Handelsblatt-Ranking
Frankreichs Konzernen geht die Luft aus

In Zeiten der Krise bleibt nichts, wie es ist. Fast. Denn am Spitzenplatz des Ölkonzerns Total im Handelsblatt-Ranking der 30 größten börsennotierten Industrie-Unternehmen Frankreichs ändert die derzeitige wirtschaftliche Situation nichts. Kein Wunder: Zu groß ist der Abstand bei Umsatz und Gewinn zwischen dem Öl-Riesen und Frankreichs übrigen Top-Unternehmen, denen die Krise mächtig zusetzt.

PARIS. Totals Umsatz ist fast doppelt so hoch wie der des Handelsriesen Carrefour, der Nummer zwei im Umsatzranking. 2008 hatte der Ölpreis schwindelerregende Höhen erreicht, um dann angesichts großer Rezessionssorgen abzustürzen. Deshalb hat Total unter dem Strich "nur" zehn Mrd. Euro verdient.

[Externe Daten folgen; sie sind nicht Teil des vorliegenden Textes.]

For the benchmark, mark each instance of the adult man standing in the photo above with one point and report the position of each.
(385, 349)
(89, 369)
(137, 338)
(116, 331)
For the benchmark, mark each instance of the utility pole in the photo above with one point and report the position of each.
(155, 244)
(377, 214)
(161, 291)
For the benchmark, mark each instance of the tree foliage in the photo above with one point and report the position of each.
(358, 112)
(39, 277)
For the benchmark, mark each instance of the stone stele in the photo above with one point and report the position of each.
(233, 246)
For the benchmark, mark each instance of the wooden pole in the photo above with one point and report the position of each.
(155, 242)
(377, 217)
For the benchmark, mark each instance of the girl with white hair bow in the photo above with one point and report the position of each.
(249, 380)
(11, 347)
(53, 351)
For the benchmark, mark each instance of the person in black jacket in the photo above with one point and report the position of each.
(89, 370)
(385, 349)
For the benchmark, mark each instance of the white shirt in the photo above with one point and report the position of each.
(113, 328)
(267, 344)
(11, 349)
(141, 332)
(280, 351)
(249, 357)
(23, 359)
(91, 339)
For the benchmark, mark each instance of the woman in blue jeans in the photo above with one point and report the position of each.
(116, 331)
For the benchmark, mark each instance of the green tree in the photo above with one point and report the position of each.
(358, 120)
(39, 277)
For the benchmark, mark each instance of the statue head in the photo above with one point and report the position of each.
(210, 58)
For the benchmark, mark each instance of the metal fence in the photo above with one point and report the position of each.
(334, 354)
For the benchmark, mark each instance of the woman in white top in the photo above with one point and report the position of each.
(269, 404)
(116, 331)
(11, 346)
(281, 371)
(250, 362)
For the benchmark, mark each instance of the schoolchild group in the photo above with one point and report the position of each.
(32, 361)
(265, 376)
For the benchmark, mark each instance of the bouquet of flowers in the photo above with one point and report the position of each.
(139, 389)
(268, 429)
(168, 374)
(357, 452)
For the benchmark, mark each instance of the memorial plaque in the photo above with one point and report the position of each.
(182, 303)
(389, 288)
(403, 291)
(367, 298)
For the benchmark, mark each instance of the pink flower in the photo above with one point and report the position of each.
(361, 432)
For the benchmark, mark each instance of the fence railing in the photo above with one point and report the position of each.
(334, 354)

Die Bilanzregeln zwingen den Konzern, seine Ölvorräte zu Marktpreisen zu bewerten. Auf den Bilanzgewinn drückte, dass der Ölpreis von 140 Dollar im Sommer 2008 auf unter 40 Dollar im Dezember einbrach. Inzwischen werden für das Barrel Öl wieder gut 70 Dollar bezahlt.

Total-Chef Cristophe de Margerie tritt zwar mit Blick auf künftige Gewinne auf die Euphoriebremse. Das hindert den Konzern aber nicht daran, bei Investitionen weiter Gas zu geben: Genauso wie 2008 will Total auch in diesem Jahr 18 Mrd. Euro in neue Ölfelder und Energie-Technologien investieren. So bewirbt sich Total gemeinsam mit Partner GDF-Suez um den Bau von Atommeilern in Abu Dhabi.

Bemerkenswert ist der Aufstieg von GDF-Suez auf Rang drei und an dem Erzrivalen EDF vorbei. Ziel ist es, die Vorherrschaft von EDF auch bei Atomstrom zu brechen. Deshalb hat der Konzern - erfolgreich - Lobby-Arbeit bei Staatschef Nicolas Sarkozy betrieben, um beim geplanten zweiten Atomreaktor beteiligt zu werden. Für den neuen Meiler sucht EDF noch weitere Industriepartner, und hofft dabei auf einen Einstieg des deutschen Energieriesen Eon.

Doch ansonsten überwiegt Tristesse. Die meisten Unternehmen mussten der Wirtschaftskrise Tribut zollen und trotz weiter steigender Umsätze empfindliche Gewinneinbußen hinnehmen. Ganze fünf Unternehmen schafften noch ein Plus. So müssen sich Frankreichs Autokonzerne mächtig strecken, wollen sie ihre Investitionen in neue Modelle nicht zusammen streichen. Der weltweite Nachfrageeinbruch lässt die Einnahmen wegbrechen, Renault und PSA Peugeot Citroen verbrennen daher Cash. Die schlechte Umsatzentwicklung im zweiten Halbjahr lässt sie im Ranking abrutschen: Peugeot gibt zwei Plätze ab und fällt auf Rang fünf.